With the launch of the 4,100-passenger Epic in 2010, “a guest could enter the key card for access, and never leave,” said Andy Stuart, Norwegian’s president.

And by last year, when the even newer Escape sailed on its maiden voyage, the Haven’s 95 staterooms were located so high up in the forward part of the ship that even guests in comparatively expensive staterooms might remain unaware of its existence. Depending on the season, a room in the Haven might cost a couple $10,000 for a weeklong cruise vs. $3,000 for an ordinary stateroom elsewhere on the ship.

While the Haven is hidden, or at least camouflaged, on Norwegian’s cruise ships, its archrival Royal Caribbean, by contrast, makes no secret of what is available to passengers who pay the most. Its Royal Suite class isn’t a ship within a ship, but it serves much the same function with one significant difference: Regular passengers can push their noses up against the glass, literally.
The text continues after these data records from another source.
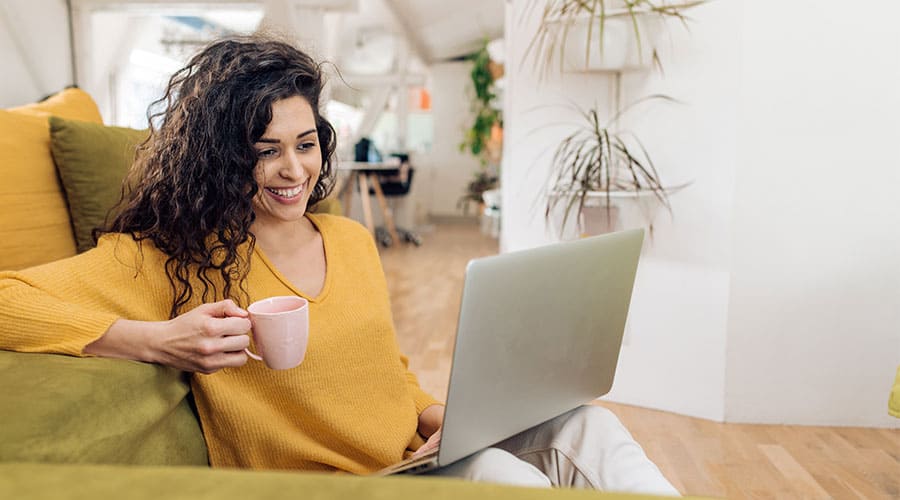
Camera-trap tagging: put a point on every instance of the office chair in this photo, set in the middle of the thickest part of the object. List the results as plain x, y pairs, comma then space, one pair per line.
396, 183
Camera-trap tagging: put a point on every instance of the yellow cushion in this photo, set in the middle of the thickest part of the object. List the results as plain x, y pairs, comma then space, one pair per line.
34, 221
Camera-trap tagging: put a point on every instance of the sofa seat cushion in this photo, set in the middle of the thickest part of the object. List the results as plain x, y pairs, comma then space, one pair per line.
38, 481
92, 160
34, 220
63, 409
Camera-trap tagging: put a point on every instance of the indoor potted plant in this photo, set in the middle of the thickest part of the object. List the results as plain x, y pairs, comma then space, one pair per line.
610, 35
598, 164
484, 138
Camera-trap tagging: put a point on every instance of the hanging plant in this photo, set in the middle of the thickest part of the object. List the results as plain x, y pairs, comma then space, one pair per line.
483, 137
487, 116
560, 19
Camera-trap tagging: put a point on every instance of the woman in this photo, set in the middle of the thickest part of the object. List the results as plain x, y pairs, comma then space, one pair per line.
218, 218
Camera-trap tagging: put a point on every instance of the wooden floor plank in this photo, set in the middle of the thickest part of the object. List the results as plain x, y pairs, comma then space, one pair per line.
700, 457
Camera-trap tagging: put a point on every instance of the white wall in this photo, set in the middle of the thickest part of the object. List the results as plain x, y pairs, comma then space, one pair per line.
34, 50
747, 306
814, 323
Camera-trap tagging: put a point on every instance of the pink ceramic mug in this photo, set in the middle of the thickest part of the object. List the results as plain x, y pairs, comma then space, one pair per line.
280, 331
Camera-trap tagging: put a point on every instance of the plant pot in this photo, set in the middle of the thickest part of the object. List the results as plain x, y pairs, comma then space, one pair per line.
600, 219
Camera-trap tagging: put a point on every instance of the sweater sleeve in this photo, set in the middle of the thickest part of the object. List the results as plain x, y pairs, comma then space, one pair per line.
63, 306
421, 398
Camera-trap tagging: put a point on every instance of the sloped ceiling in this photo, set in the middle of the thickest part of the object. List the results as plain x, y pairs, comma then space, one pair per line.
449, 29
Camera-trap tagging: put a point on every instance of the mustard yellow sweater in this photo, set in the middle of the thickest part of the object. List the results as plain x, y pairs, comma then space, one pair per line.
352, 405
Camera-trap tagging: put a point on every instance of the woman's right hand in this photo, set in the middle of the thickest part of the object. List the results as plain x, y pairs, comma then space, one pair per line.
205, 339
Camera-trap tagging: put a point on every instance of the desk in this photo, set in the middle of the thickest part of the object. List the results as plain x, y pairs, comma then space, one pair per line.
362, 175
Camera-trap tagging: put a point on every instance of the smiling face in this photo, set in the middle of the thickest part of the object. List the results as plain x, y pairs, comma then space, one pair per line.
289, 161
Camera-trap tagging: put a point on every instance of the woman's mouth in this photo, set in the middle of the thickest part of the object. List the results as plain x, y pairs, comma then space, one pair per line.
287, 194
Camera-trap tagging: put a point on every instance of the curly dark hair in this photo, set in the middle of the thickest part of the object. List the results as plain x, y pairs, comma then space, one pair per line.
192, 183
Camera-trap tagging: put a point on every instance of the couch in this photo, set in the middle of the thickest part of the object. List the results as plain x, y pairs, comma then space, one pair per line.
95, 428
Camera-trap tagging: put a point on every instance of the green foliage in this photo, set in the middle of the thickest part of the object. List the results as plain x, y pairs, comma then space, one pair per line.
486, 116
596, 158
558, 17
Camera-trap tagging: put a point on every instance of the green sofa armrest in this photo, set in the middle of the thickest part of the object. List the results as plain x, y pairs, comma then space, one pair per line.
41, 481
62, 409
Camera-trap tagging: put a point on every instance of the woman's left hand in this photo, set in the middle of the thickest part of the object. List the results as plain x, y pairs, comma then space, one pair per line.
429, 445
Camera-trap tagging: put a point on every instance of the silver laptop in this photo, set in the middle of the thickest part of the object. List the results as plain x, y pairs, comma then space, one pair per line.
539, 334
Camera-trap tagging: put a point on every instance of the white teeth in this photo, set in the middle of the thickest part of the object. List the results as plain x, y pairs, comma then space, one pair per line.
287, 193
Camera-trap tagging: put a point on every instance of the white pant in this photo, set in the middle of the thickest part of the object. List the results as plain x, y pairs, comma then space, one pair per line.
585, 448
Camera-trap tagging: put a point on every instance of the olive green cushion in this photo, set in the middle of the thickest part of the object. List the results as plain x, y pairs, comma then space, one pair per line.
92, 160
36, 481
62, 409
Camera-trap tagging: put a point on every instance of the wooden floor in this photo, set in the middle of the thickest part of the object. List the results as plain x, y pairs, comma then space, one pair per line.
700, 457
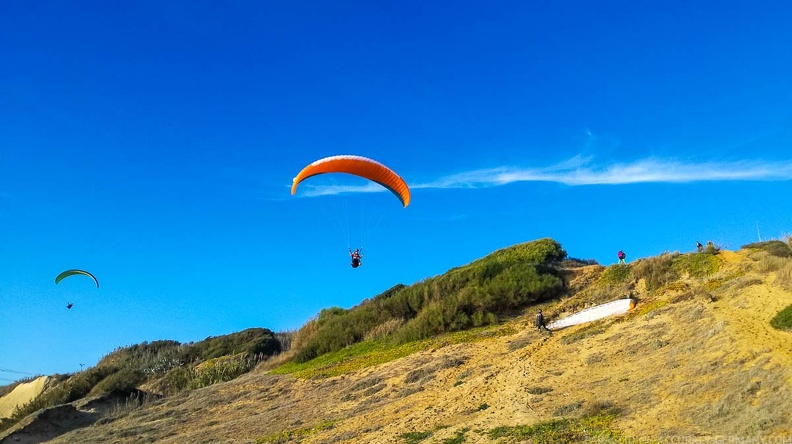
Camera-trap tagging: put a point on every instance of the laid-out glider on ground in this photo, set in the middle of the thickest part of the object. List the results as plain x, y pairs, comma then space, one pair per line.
357, 166
619, 306
68, 273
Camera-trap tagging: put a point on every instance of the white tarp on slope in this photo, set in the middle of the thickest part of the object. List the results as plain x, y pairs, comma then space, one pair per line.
593, 313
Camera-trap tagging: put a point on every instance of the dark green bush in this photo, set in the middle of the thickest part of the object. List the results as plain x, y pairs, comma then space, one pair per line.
697, 265
657, 271
783, 320
124, 380
615, 274
469, 296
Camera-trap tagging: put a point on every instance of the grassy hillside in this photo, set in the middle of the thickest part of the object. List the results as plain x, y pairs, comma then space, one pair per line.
164, 367
465, 297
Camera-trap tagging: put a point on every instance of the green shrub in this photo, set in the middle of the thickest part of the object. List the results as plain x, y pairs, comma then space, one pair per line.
124, 380
615, 274
657, 271
464, 297
697, 265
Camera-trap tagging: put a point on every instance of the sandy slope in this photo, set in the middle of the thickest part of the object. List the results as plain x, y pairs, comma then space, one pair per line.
694, 361
21, 395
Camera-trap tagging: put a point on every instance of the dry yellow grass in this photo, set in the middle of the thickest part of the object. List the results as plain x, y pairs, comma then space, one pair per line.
22, 394
699, 361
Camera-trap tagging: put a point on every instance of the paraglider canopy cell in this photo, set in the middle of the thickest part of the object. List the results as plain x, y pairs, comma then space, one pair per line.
74, 272
357, 166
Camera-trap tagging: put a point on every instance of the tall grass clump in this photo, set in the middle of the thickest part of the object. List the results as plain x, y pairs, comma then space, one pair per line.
469, 296
657, 271
697, 265
775, 248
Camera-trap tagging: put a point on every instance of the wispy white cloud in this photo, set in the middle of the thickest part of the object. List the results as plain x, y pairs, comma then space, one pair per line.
580, 170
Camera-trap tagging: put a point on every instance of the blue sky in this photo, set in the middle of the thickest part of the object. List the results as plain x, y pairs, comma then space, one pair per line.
154, 144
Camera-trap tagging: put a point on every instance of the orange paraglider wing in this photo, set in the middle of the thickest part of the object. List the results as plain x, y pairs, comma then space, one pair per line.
357, 166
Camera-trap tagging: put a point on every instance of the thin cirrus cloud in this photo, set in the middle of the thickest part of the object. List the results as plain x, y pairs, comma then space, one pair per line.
579, 171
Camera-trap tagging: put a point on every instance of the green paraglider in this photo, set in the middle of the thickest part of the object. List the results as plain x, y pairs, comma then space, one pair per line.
68, 273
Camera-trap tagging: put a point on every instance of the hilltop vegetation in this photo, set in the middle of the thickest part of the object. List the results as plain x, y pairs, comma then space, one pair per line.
470, 296
456, 346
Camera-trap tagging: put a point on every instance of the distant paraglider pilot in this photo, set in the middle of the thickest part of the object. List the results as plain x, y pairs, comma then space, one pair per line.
540, 324
356, 257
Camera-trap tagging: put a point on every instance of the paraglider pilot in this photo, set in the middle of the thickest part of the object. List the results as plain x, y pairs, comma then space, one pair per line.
356, 256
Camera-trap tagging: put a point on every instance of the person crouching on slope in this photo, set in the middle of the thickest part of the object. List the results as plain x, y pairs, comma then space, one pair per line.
540, 324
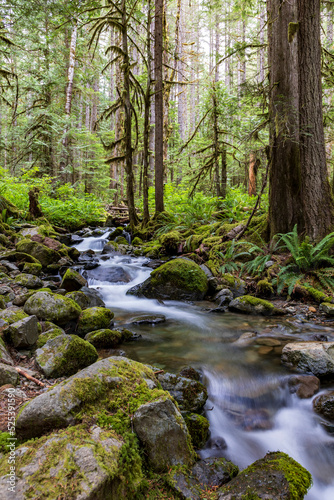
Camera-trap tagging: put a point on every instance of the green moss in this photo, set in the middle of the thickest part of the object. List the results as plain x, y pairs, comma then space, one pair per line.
181, 273
137, 242
48, 335
104, 338
265, 288
198, 427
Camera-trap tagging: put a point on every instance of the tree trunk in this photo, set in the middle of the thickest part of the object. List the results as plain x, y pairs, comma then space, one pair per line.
296, 127
252, 173
159, 116
127, 121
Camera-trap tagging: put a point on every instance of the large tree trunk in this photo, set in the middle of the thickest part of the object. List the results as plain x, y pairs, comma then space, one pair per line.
299, 188
159, 116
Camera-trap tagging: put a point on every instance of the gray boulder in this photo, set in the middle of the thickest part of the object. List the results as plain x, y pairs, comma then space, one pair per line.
163, 432
275, 477
314, 357
65, 355
52, 307
190, 395
208, 474
8, 375
24, 333
78, 463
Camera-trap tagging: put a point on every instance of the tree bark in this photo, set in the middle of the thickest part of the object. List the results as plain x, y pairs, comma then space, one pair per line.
299, 188
159, 116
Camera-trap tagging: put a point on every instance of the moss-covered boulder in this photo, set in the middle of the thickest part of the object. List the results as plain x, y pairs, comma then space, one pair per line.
51, 333
191, 395
23, 334
72, 281
28, 281
80, 298
12, 314
171, 242
65, 355
52, 307
104, 338
92, 319
32, 268
276, 476
198, 427
178, 279
314, 357
76, 463
110, 391
42, 253
252, 305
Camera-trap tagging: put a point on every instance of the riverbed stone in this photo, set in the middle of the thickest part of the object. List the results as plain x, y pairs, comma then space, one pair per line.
178, 279
190, 395
207, 474
324, 405
23, 334
274, 477
8, 375
72, 281
76, 463
52, 307
305, 386
12, 314
65, 355
104, 339
79, 298
94, 318
163, 432
327, 308
252, 305
314, 357
114, 384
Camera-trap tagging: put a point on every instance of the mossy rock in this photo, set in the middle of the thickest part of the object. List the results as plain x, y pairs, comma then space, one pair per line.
94, 318
42, 253
178, 279
171, 242
32, 268
65, 355
79, 298
52, 307
72, 281
137, 242
12, 314
104, 338
276, 476
252, 305
77, 462
198, 427
264, 288
52, 333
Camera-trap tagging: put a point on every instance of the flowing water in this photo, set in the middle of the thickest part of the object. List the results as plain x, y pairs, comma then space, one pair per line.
250, 408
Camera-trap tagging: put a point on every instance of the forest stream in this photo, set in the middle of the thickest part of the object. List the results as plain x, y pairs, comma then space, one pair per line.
250, 408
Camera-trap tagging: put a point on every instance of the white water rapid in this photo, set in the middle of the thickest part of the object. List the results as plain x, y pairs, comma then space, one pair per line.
250, 408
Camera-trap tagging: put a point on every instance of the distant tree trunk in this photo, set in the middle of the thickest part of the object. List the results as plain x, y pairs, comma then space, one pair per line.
252, 173
127, 121
159, 116
296, 124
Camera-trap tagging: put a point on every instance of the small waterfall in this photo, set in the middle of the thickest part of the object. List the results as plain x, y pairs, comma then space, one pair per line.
250, 408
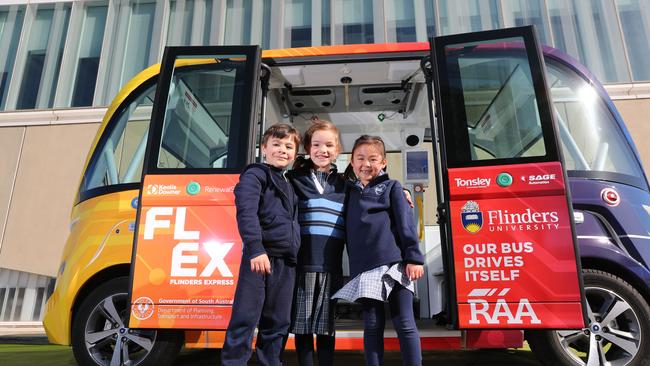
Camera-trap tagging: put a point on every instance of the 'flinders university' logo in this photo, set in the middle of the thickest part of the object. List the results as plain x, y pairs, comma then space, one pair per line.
471, 217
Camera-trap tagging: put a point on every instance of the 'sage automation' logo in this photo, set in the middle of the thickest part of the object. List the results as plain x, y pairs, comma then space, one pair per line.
471, 217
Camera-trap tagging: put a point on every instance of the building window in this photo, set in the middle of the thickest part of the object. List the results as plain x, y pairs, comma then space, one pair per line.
468, 16
356, 21
190, 22
297, 23
43, 56
130, 48
238, 22
11, 24
400, 21
85, 76
635, 20
589, 31
518, 13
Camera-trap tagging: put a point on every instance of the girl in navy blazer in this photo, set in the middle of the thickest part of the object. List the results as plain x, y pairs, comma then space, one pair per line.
384, 253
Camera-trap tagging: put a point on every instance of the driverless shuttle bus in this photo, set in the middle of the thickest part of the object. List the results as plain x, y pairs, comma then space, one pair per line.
531, 203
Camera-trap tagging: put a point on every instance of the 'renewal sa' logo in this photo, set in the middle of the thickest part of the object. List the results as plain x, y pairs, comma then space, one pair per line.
471, 217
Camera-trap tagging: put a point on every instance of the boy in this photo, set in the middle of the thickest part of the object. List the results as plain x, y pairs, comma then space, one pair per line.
268, 225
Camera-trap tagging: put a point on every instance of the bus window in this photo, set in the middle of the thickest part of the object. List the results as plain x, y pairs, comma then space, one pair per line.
502, 117
119, 155
590, 136
197, 118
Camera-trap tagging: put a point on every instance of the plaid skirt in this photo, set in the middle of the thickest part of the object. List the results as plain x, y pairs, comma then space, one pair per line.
313, 308
375, 284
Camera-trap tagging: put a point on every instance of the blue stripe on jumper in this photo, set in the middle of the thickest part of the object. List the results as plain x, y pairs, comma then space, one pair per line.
322, 230
305, 217
321, 202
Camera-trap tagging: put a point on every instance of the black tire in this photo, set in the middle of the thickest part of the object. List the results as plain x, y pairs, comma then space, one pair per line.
618, 333
100, 337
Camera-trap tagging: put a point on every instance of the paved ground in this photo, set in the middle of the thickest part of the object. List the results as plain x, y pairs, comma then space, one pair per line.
23, 346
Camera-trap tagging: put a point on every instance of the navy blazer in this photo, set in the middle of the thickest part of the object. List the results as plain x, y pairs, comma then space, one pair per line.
267, 215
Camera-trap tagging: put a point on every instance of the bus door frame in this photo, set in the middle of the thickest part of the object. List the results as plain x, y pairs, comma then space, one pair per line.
241, 141
550, 133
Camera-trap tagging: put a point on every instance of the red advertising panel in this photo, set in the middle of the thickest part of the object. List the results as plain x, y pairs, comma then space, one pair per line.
188, 252
514, 258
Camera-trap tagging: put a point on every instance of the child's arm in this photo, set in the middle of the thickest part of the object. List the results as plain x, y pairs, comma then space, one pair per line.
247, 199
403, 221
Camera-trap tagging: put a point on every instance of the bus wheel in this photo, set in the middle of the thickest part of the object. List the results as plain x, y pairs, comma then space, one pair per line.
100, 336
618, 332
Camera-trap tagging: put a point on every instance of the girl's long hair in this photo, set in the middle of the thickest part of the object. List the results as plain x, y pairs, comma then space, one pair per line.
317, 125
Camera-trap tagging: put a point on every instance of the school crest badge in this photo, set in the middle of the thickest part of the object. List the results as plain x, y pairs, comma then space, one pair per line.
471, 217
379, 189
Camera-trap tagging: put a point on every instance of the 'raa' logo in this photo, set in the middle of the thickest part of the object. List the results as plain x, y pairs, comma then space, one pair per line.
471, 217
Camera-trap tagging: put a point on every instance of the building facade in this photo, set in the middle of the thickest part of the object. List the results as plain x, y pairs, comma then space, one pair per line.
62, 62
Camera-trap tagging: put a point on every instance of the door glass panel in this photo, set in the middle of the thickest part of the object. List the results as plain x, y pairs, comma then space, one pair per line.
202, 112
501, 118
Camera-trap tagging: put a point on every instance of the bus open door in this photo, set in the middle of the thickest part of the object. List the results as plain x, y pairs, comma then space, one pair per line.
187, 248
507, 223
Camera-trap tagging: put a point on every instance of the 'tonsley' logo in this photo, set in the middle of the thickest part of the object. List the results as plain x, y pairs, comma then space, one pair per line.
471, 217
473, 182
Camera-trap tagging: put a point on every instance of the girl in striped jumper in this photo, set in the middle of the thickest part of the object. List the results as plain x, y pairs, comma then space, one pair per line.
321, 193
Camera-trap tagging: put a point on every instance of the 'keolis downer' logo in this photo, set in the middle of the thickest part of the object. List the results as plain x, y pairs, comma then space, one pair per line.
471, 217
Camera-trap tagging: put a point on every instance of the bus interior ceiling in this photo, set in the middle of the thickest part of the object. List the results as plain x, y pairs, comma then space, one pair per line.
385, 98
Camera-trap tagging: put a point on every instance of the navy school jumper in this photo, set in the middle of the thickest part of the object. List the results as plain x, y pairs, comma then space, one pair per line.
267, 222
380, 228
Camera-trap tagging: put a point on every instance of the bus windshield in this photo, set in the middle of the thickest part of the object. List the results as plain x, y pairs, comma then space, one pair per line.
590, 137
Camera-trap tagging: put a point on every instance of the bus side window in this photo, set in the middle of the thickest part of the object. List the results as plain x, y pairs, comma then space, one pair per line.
118, 157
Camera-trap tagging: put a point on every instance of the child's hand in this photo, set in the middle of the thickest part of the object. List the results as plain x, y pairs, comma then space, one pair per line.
407, 196
261, 264
414, 271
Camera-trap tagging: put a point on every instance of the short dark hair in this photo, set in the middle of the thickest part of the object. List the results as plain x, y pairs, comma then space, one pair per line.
370, 140
281, 131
On Royal Caribbean’s new ship Anthem of the Seas, diners must first walk past the frosted glass windows of Coastal Kitchen, reserved for suite occupants, before they can crowd around the buffet tables of the open-to-everyone Windjammer Café.

There are no chafing dishes in sight at the Coastal Kitchen, where the order of the day is white tablecloths and sit-down service. The atmosphere is as calm and leisurely as Windjammer is hectic, although suite guests are free to dine at the latter if they like.

Royal Caribbean’s business approach contrasts strikingly with Norwegian’s.

While Norwegian executives decided to mostly hide the Haven from view, Royal Caribbean went with transparency. “It’s the American way,” said Michael Bayley, president of Royal Caribbean. “I think society is prepared to accept that if you pay more for certain elements, then you deserve them.”

Bayley and Royal Caribbean’s chairman, Richard Fain, say they ultimately decided against the ship-within-a-ship concept after studying the Haven.

“That’s not the mojo or the culture of Royal Caribbean,” Bayley said. “Segregating people into a class system is un-American. But if you live on Central Park, you are going to pay more. That’s how the system works.”

As has been the case elsewhere in the leisure industry in recent years, Royal Caribbean has become more comfortable with heightening the contrast between the treatment meted out to ordinary passengers and the level of service reserved for the top tier. Royal Caribbean has always considered the psychology of its guests when it designs new ships or introduces new amenities, said Adam Goldstein, the company’s chief operating officer, but there has been a shift in passenger expectations in recent years.

“For a long time there was an acceptance that outside the door of your room, you were on an equal footing,” he said. “We didn’t attempt to have any differentiation in how services were delivered.”

Since the late 1990s, however, “there has been a huge evolution, maybe a revolution in attitudes,” Goldstein said. In addition to larger rooms or softer sheets, big spenders want to be coddled nowadays. “They are looking for constant validation that they are a higher-value customer,” he said. For example, room service requests from Royal Suite occupants are automatically sent to a number different from the one used by regular passengers, who get slower, less personal service.

With a week in a top Royal Suite costing upward of $30,000, compared with $4,000 for an ordinary cabin, the focus is on “very affluent travelers, and we have no trouble filling these rooms,” Bayley said.

In May, the company will roll out its Royal Genie program — essentially a personal servant for the highest spenders on board. Royal Genies will research guests’ preferences even before they come aboard and come up with surprises like in-room drinks with their favorite vodka or Scotch.

Although this kind of pampering might be good for business, and delight those on the right side of the velvet rope, the gap between the privileged and the rest may leave everyone feeling uneasy, said Barry J. Nalebuff, a professor of management at Yale.

“If I’m in the back of the plane, I want to hiss at the people in first class,” said Nalebuff, who has advised many Fortune 100 companies. “If I’m up front, I cringe as people walk by.”